An appropriate comparison would be with Julianne Moore’s performance in Savage Grace, which has certain sections which resemble Plenty’s level of sophisticated hysteria. Both Susan Traherne and Barbara Daly Baekeland get a kick out of being outrageous in polite company: compare Susan’s rant in the dining room with Barbara’s blistering tirade at the airport. But what separates the two is a layer of vulnerability and distress which an audience can connect with. When Barbara breaks down outside the airport, we genuinely understand how confused and betrayed she feels; we have witnessed her outrageous side, and then we come to understand it.

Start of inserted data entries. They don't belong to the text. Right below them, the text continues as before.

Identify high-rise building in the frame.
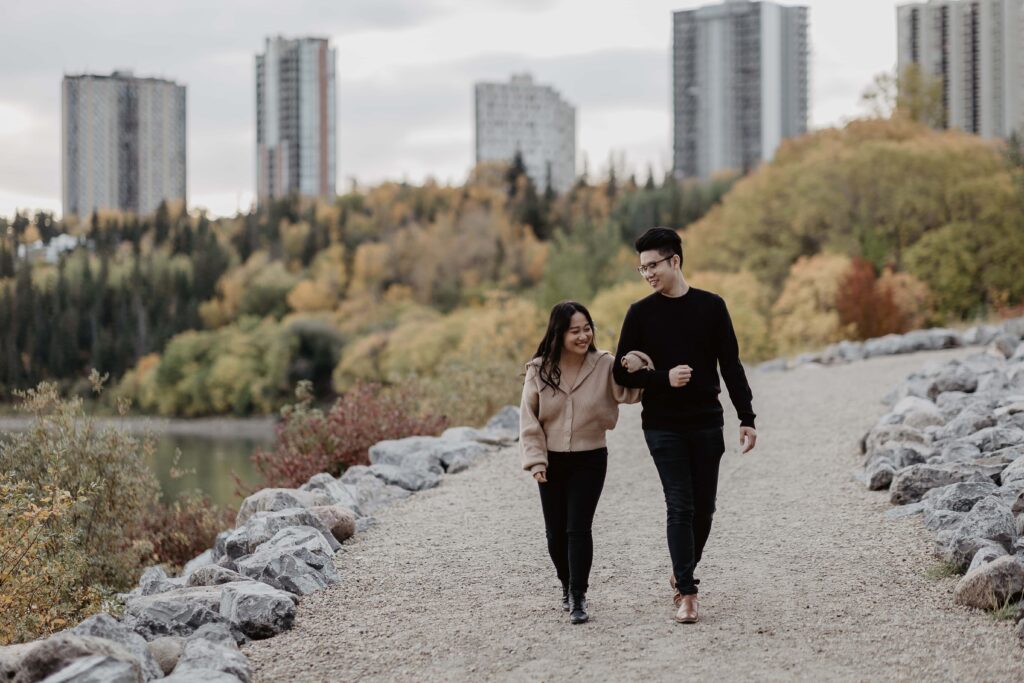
[896,0,1024,138]
[476,74,575,193]
[256,37,337,204]
[61,72,185,216]
[673,0,808,178]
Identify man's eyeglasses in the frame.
[637,256,672,278]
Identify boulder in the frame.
[174,638,252,683]
[146,636,185,676]
[300,472,362,517]
[928,365,978,400]
[925,503,967,531]
[43,654,143,683]
[923,481,998,512]
[341,465,413,516]
[953,556,1024,609]
[864,459,896,490]
[967,545,1009,573]
[220,583,298,640]
[368,463,441,492]
[956,496,1017,549]
[234,488,334,526]
[188,564,250,586]
[370,436,444,481]
[4,632,146,683]
[309,505,355,543]
[69,614,164,681]
[963,427,1024,453]
[181,549,215,577]
[238,526,340,595]
[988,333,1021,358]
[224,508,341,561]
[889,465,983,505]
[935,407,995,440]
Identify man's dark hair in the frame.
[633,227,683,267]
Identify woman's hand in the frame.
[623,353,644,373]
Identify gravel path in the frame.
[244,350,1024,681]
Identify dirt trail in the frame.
[244,350,1024,681]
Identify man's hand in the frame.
[623,353,643,373]
[669,366,693,387]
[739,427,758,453]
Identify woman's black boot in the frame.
[569,591,590,624]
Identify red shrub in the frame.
[252,384,446,487]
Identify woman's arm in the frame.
[519,366,548,474]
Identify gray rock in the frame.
[300,472,362,517]
[69,614,164,681]
[484,405,519,434]
[923,481,998,512]
[234,488,334,526]
[964,325,1000,346]
[181,549,215,577]
[988,333,1021,358]
[341,465,413,511]
[928,365,978,400]
[370,436,444,480]
[935,407,995,439]
[967,545,1008,573]
[953,556,1024,609]
[238,526,340,595]
[864,459,896,490]
[956,496,1017,549]
[43,654,143,683]
[963,427,1024,453]
[220,583,298,640]
[889,465,982,505]
[224,508,341,561]
[146,636,185,676]
[174,638,252,683]
[125,586,234,640]
[9,632,144,683]
[187,564,250,586]
[309,505,355,543]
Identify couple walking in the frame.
[520,227,757,624]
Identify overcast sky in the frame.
[0,0,897,216]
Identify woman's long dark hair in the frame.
[534,301,597,391]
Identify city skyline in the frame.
[0,0,913,215]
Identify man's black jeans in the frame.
[643,427,725,595]
[540,449,608,593]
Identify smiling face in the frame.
[562,311,594,355]
[640,249,678,292]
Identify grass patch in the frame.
[925,560,959,581]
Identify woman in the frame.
[519,301,650,624]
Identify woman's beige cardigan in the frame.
[519,351,652,473]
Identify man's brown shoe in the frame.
[676,595,697,624]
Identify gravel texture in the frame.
[244,349,1024,681]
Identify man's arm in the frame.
[611,306,671,389]
[718,299,756,428]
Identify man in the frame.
[612,227,757,624]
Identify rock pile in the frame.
[758,318,1024,371]
[861,327,1024,644]
[0,405,519,683]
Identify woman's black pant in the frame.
[539,449,608,593]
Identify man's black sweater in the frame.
[613,287,755,431]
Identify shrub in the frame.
[248,382,446,493]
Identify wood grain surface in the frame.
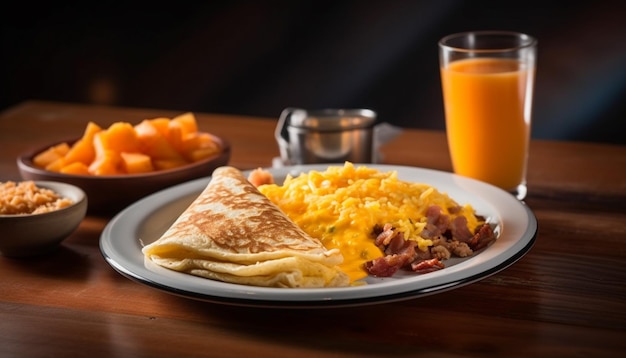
[0,101,626,358]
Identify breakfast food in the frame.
[142,167,349,287]
[0,180,73,215]
[33,113,221,175]
[251,162,495,281]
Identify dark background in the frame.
[0,0,626,144]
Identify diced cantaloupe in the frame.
[148,117,170,138]
[135,120,184,161]
[89,150,124,175]
[171,112,198,135]
[33,112,221,175]
[101,122,140,153]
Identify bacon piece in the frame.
[467,224,496,250]
[411,258,446,273]
[365,255,408,277]
[450,216,474,242]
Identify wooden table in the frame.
[0,101,626,358]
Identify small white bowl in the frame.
[0,181,87,257]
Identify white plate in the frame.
[100,164,537,307]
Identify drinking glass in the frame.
[439,31,537,200]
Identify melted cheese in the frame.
[259,162,479,281]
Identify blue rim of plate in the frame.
[100,164,538,308]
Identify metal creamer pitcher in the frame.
[275,108,376,165]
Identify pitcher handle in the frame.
[274,107,300,163]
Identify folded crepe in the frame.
[142,167,349,287]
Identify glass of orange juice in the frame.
[439,31,537,200]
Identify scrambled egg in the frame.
[259,162,481,281]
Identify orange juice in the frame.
[441,58,533,190]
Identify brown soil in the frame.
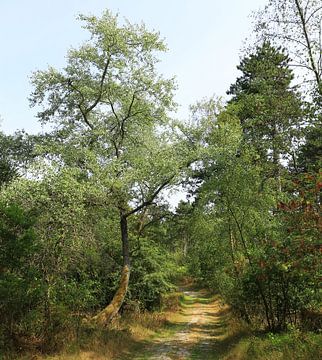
[130,289,228,360]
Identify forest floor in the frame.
[119,286,238,360]
[18,282,322,360]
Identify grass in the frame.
[0,286,322,360]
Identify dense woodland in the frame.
[0,0,322,358]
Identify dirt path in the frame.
[127,290,227,360]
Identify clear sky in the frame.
[0,0,267,133]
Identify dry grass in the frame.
[10,293,180,360]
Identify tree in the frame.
[31,11,189,324]
[228,42,303,179]
[255,0,322,96]
[0,132,35,187]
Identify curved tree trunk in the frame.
[92,211,130,326]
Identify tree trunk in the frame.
[93,211,130,326]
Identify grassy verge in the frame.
[218,320,322,360]
[0,293,182,360]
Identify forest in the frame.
[0,0,322,359]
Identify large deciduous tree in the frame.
[31,11,189,324]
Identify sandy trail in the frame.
[133,290,226,360]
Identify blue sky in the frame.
[0,0,267,133]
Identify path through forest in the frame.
[122,289,231,360]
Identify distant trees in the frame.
[255,0,322,96]
[185,42,321,331]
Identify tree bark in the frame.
[93,210,131,326]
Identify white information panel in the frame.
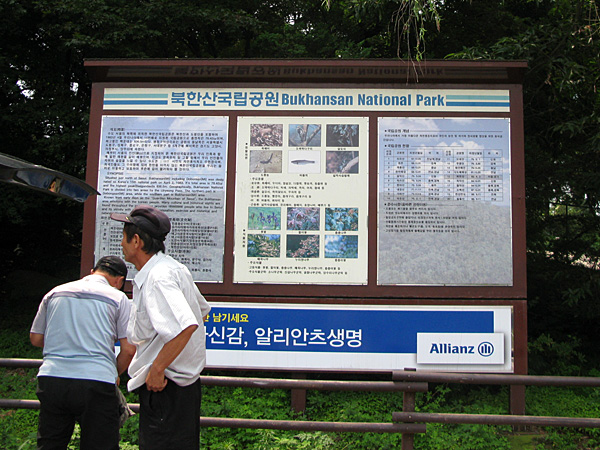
[378,118,513,286]
[234,117,369,284]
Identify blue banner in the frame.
[205,307,494,353]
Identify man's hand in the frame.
[146,325,198,392]
[146,367,168,392]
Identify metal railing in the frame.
[0,359,600,450]
[392,370,600,428]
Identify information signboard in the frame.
[82,60,527,373]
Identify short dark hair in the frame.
[123,223,165,255]
[93,255,127,278]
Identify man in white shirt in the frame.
[29,256,135,450]
[110,205,210,450]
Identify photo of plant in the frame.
[325,151,358,173]
[326,124,358,147]
[286,208,320,230]
[325,235,358,258]
[286,234,319,258]
[325,208,358,231]
[250,123,283,147]
[248,234,281,258]
[288,124,321,147]
[248,206,281,230]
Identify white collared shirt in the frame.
[127,252,210,391]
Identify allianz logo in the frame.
[429,342,494,357]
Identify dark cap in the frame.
[110,205,171,241]
[94,256,127,278]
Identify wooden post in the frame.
[291,373,306,414]
[402,367,417,450]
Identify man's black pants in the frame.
[37,376,120,450]
[137,380,202,450]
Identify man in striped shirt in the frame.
[29,256,135,450]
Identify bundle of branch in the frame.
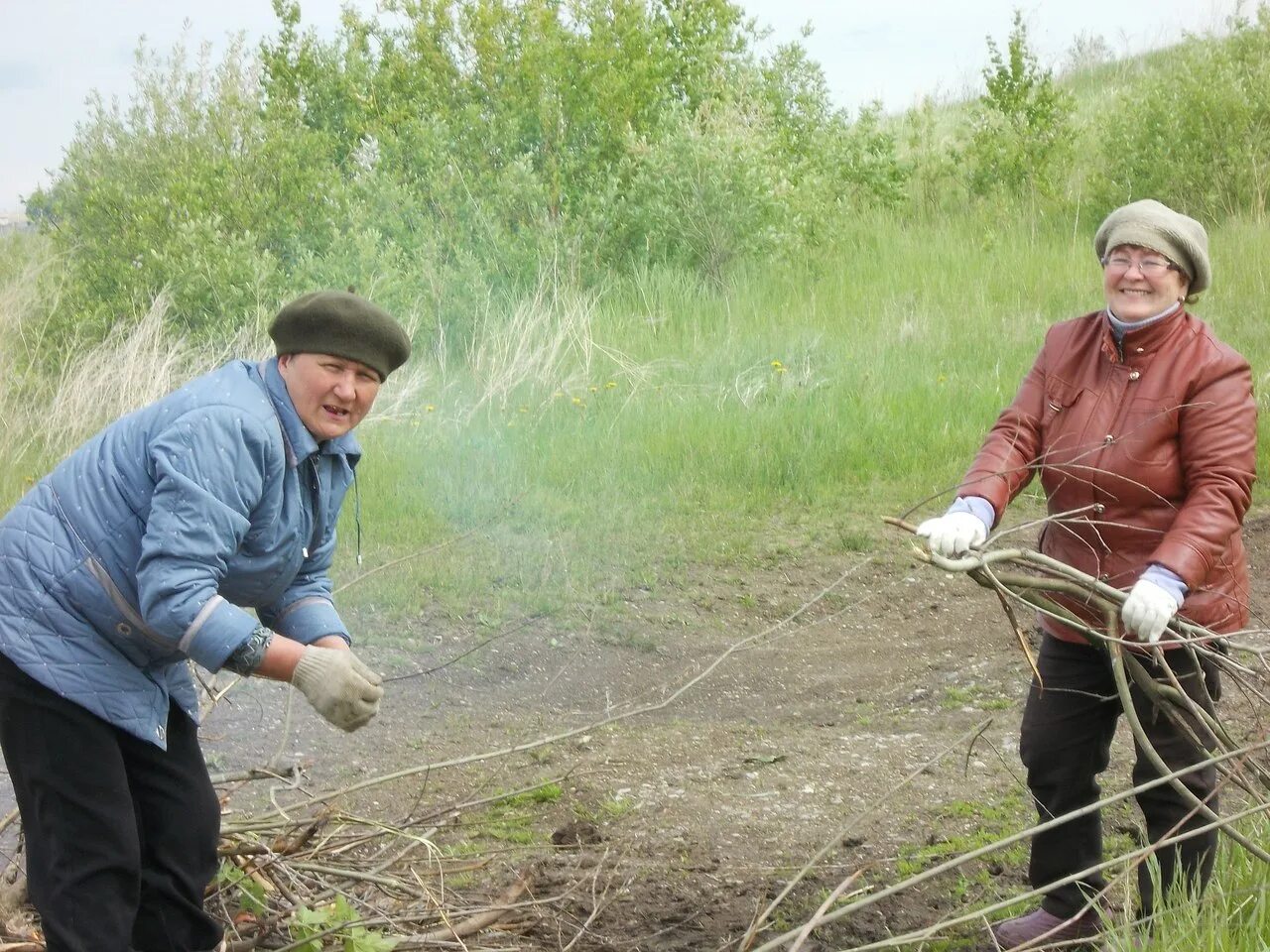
[739,520,1270,952]
[888,520,1270,863]
[207,776,581,952]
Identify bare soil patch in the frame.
[12,521,1270,952]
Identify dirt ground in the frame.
[12,520,1270,952]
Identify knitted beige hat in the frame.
[1093,198,1212,296]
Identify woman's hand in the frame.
[291,639,384,731]
[1120,579,1180,645]
[917,513,988,558]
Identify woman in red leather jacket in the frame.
[918,199,1256,948]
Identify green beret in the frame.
[269,291,410,380]
[1093,198,1212,295]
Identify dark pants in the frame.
[1019,635,1218,917]
[0,654,221,952]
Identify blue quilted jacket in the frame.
[0,361,361,747]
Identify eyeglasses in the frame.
[1102,255,1181,278]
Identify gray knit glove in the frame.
[291,645,384,731]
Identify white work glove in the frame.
[291,645,384,731]
[1120,579,1181,645]
[917,513,988,558]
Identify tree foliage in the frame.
[30,0,903,336]
[966,10,1074,198]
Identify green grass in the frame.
[307,206,1270,635]
[0,209,1270,635]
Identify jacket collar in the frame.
[257,357,362,468]
[1101,307,1190,363]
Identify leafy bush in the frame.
[33,0,903,350]
[966,10,1072,205]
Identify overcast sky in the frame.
[0,0,1237,212]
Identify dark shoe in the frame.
[992,908,1102,949]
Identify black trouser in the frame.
[0,654,221,952]
[1019,635,1218,917]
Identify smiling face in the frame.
[278,354,381,443]
[1102,245,1189,323]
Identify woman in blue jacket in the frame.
[0,292,410,952]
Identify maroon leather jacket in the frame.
[960,309,1257,641]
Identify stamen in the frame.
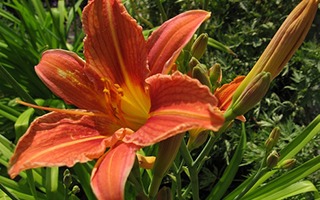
[16,100,106,117]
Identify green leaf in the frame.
[14,108,34,142]
[73,163,96,200]
[225,115,320,200]
[244,155,320,200]
[251,181,318,200]
[207,123,247,199]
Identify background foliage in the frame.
[0,0,320,199]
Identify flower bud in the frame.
[264,137,274,152]
[265,127,280,152]
[231,72,271,116]
[269,127,280,144]
[63,169,72,188]
[234,0,318,100]
[187,130,209,151]
[71,185,81,194]
[267,151,280,169]
[136,153,156,169]
[191,33,208,59]
[157,186,172,200]
[192,64,211,88]
[209,64,222,91]
[280,159,297,169]
[188,57,201,70]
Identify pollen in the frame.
[101,78,125,123]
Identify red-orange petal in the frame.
[82,0,148,86]
[147,10,210,75]
[123,72,224,146]
[9,110,118,178]
[35,50,106,111]
[91,143,139,200]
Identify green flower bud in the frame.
[191,33,208,59]
[187,130,209,151]
[231,72,271,116]
[209,63,222,91]
[264,137,274,152]
[269,127,280,144]
[265,127,280,152]
[71,185,80,194]
[192,64,211,88]
[188,57,201,70]
[63,169,72,188]
[267,151,280,169]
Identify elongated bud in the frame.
[225,72,271,118]
[209,63,222,91]
[149,134,184,199]
[269,127,280,144]
[63,169,72,188]
[280,159,297,169]
[267,151,280,169]
[191,33,208,60]
[265,127,280,152]
[192,64,211,88]
[157,187,172,200]
[187,130,209,151]
[137,154,156,169]
[188,57,201,71]
[234,0,318,102]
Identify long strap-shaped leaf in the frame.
[225,115,320,200]
[207,123,247,199]
[244,156,320,200]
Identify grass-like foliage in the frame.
[0,0,320,200]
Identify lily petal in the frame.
[82,0,148,86]
[91,143,139,199]
[9,110,118,178]
[123,72,224,146]
[35,50,106,112]
[147,10,210,75]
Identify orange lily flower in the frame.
[9,0,224,199]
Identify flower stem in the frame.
[234,167,269,200]
[180,141,199,200]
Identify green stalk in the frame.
[180,141,199,200]
[156,0,168,22]
[0,64,45,115]
[149,133,184,199]
[0,184,19,200]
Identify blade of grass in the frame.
[244,155,320,199]
[0,184,19,200]
[207,123,247,199]
[255,181,318,200]
[46,167,59,200]
[14,108,34,143]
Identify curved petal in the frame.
[147,10,210,75]
[123,72,224,146]
[91,143,139,199]
[35,50,106,111]
[82,0,148,86]
[9,110,121,178]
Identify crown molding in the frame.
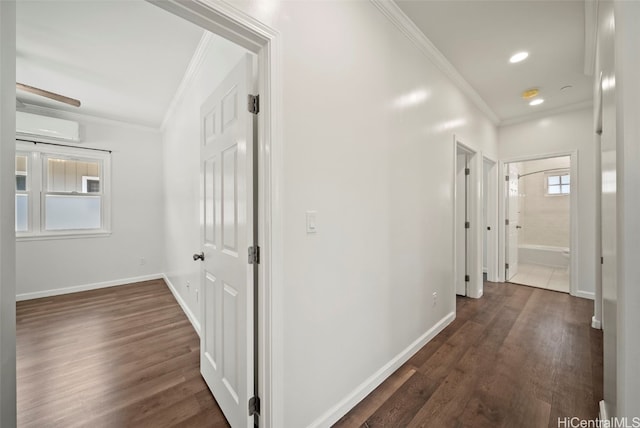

There are moments in Plenty where this happens, but they are few and far between and are not explored in nearly enough detail. Much of the script is occupied with bizarrely comic moments which feel like complete non sequiturs. The weirdest of these comes in the jazz café, where Tracey Ullman’s remarks: “that’s Alasdair, the one who’s meant to have hair on his shoulder-blades and apparently can crack walnuts in his armpits.” Later on Gielgud remarks that their Burmese guest “had his tongue so far up my fundament that all you could see were the soles of his feet”. Moments like this distract both us and the characters, undermining any sense of atmosphere that has been created.
On top of this the film is incredibly stagey, with many overly long scenes packed with overly long speeches. A lot of Fred Schepisi’s direction seems pre-occupied with distracting us from this – in the long scene between Susan and the ambassadors, he flings in a few random zooms and dolly shots in a futile attempt to fool us. Ian Baker’s cinematography is dim and drizzly, and there is bad continuity in places; in one scene Sting’s hair is still ginger, as if he had come straight from the set of Dune.
Overall Plenty is a decent drama which is lifted by the good work of its cast. Alongside Messrs. Dance and Gielgud, Sir Ian McKellen puts in a good performance as the head of the diplomatic service, and there are pleasant cameos from Hugh Laurie and Hugo de Vernier (from the Pink Panther films). But despite its strengths the film is deeply flawed; it is too theatrical in its execution and has far too frustrating a lead to pass muster as a proper epic. Given the choice between this and Out of Africa, this is the better film, but its title aside it has little that could be called plentiful.